Re: [Qemu-devel] MTTCG status updates, benchmark results and KVM forum plans

qemu-devel.nongnu.org archive mirror
 help / color / mirror / Atom feed

From: "Emilio G. Cota" <cota@braap.org>
To: "Alex Bennée" <alex.bennee@linaro.org>
Cc: mttcg@listserver.greensocs.com, qemu-devel@nongnu.org,
	fred.konrad@greensocs.com, a.rigo@virtualopensystems.com,
	bobby.prani@gmail.com, nikunj@linux.vnet.ibm.com,
	mark.burton@greensocs.com, pbonzini@redhat.com,
	jan.kiszka@siemens.com, serge.fdrv@gmail.com, rth@twiddle.net,
	peter.maydell@linaro.org, claudio.fontana@huawei.com,
	"Dr. David Alan Gilbert" <dgilbert@redhat.com>,
	Peter Crosthwaite <crosthwaite.peter@gmail.com>
Subject: Re: [Qemu-devel] MTTCG status updates, benchmark results and KVM forum plans
Date: Mon, 15 Aug 2016 11:46:26 -0400	[thread overview]
Message-ID: <20160815154626.GA8768@flamenco> (raw)
In-Reply-To: <87mvkeqph3.fsf@linaro.org>

On Mon, Aug 15, 2016 at 11:46:32 +0100, Alex Bennée wrote:
> As far as I'm aware the following work is still ongoing:
> 
> Emilo: cmpxchg atomics
> Alvise: LL/SC modelling

I've been tinkering with an experimental patch to do proper LL/SC. The idea
is to rely on hardware transactional memory, so that stores don't have
to be tracked. The trickiest thing is the fallback path, for which I'm
trying to (ab)use EXCP_ATOMIC to execute exclusively from the ldrex
all the way to the strex.

To test it, I'm using aarch64-linux-user running qht-bench compiled on
an aarch64 machine. I'm running on an Intel Skylake host (Skylake has
no known TSX bugs)

However, I'm finding issues that might not have to do with the
patch itself.

- On the latest MTTCG+cmpxchg tree (45c11751ed7 a.k.a.
  bennee/mttcg/base-patches-v4-with-cmpxchg-atomics-v2), QEMU loops
  forever without making progress in the instruction stream, even
  with taskset -c 0.
- On the cmpxchg tree (rth's atomic-2 branch [1]), it works more
  reliably, although tb_lock is held around tb_find_fast so parallelism isn't
  very high. Still, it sometimes triggers the assert below.
  - Applying the "remove tb_lock around hot path" patch makes it
    easier to trigger this assert in cpu-exec.c:650 (approx.):
            /* Assert that the compiler does not smash local variables. */
            g_assert(cpu == current_cpu)
    I've also seen triggered the assert immediately after that one, as well
    as the rcu_read_unlock depth assert.
  The asserts are usually triggered when all threads exit (by returning
  NULL) at roughly the same time.
  However, they cannot be triggered with taskset -c 0, which makes me
  suspect that somehow start_exclusive isn't working as intended.

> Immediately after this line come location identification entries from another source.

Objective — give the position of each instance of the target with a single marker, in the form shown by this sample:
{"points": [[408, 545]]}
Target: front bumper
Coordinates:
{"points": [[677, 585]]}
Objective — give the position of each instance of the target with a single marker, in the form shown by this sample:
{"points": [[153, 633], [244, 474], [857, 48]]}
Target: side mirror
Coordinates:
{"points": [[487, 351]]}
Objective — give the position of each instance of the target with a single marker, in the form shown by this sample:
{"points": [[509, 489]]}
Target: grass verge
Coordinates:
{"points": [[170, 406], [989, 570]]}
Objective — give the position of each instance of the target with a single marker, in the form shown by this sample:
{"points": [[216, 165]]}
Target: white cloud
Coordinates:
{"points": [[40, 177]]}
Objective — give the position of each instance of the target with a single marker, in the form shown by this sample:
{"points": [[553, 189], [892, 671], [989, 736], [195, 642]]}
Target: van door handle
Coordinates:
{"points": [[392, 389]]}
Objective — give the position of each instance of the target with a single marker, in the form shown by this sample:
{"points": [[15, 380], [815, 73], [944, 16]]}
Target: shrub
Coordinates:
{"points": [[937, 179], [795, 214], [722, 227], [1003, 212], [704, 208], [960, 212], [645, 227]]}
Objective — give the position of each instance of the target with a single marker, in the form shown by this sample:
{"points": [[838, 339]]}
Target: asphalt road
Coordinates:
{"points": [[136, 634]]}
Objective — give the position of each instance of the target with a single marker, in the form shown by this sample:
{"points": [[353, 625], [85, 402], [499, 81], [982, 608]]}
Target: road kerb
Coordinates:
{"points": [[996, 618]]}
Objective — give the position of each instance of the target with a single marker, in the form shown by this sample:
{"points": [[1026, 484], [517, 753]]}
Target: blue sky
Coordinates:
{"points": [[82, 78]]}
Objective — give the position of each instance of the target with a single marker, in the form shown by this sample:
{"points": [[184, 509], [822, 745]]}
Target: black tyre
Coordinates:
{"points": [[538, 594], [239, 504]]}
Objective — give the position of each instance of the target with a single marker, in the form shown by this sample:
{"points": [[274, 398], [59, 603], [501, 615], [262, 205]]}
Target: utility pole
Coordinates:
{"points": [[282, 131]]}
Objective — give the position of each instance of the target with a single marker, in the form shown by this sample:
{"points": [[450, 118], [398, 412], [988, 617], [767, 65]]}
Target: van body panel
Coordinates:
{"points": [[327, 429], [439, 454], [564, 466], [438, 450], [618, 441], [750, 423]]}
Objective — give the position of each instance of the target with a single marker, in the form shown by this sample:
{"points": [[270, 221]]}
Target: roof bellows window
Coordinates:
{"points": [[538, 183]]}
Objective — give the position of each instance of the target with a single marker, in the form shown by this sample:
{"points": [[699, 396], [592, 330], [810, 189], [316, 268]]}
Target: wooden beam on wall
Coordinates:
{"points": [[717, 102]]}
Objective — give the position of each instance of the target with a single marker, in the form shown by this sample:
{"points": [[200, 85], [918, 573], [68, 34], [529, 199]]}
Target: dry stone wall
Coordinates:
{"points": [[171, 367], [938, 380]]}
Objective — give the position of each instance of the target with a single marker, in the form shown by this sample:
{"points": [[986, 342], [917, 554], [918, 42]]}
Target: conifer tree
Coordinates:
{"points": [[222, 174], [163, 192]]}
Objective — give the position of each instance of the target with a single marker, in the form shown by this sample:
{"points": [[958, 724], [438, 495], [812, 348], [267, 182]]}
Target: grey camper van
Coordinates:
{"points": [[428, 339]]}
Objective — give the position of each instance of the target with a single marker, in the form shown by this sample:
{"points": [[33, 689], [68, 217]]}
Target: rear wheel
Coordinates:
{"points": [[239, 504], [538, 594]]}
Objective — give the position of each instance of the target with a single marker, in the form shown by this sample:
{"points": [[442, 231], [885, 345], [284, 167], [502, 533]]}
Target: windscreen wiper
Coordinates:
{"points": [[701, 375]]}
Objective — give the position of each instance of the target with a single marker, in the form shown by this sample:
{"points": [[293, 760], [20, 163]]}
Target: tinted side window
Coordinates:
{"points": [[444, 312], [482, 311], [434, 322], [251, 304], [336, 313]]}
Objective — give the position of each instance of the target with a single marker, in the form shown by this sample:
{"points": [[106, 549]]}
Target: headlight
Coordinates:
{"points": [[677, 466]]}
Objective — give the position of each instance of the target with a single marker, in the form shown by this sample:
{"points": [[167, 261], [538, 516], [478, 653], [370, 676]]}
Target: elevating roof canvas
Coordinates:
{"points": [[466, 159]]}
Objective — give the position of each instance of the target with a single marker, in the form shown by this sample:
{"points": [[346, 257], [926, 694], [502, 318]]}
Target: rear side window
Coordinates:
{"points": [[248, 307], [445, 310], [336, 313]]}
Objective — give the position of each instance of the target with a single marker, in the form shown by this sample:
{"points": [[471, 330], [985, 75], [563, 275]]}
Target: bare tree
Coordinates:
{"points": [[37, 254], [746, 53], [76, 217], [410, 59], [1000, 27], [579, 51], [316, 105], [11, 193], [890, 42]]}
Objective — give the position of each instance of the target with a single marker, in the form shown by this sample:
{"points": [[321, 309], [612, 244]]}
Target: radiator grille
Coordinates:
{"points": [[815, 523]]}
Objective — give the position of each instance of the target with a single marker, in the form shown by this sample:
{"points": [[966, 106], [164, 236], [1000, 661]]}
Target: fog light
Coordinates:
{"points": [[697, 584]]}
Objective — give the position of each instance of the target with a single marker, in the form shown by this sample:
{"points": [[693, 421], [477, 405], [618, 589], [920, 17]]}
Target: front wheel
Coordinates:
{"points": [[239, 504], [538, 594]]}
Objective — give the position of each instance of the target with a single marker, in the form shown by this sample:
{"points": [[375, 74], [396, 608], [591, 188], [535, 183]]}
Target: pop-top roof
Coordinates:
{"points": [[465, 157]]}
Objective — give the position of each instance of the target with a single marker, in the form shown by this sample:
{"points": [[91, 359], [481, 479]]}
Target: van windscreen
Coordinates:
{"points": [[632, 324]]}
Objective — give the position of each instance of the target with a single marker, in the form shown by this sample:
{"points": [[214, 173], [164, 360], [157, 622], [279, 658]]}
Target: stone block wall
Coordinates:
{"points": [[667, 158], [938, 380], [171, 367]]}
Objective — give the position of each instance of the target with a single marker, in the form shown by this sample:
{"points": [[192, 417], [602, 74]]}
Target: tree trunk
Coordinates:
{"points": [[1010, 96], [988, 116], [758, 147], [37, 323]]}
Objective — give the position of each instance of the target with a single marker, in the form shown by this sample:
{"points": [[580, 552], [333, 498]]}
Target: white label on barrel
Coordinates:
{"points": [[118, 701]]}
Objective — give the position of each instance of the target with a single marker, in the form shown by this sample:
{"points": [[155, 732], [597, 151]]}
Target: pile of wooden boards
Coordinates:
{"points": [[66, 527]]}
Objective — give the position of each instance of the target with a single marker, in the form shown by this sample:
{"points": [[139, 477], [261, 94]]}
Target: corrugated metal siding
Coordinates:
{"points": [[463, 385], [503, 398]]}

Any tips would be appreciated! I'll reply with a patch that uses RTM,
the one below is fallback path all the way, and the best to reproduce
the above.

Thanks,

		Emilio

[1] https://github.com/rth7680/qemu/commits/atomic-2

>From ed6af6eb364e5a36e81d7cc8143c0e9783c50587 Mon Sep 17 00:00:00 2001
From: "Emilio G. Cota" <cota@braap.org>
Date: Mon, 15 Aug 2016 00:27:42 +0200
Subject: [PATCH] aarch64: use TSX for ldrex/strex (fallback path only)

Signed-off-by: Emilio G. Cota <cota@braap.org>
---
 linux-user/main.c          |  5 +++--
 target-arm/helper-a64.c    | 23 +++++++++++++++++++++++
 target-arm/helper-a64.h    |  4 ++++
 target-arm/translate-a64.c | 15 +++++++++------
 4 files changed, 39 insertions(+), 8 deletions(-)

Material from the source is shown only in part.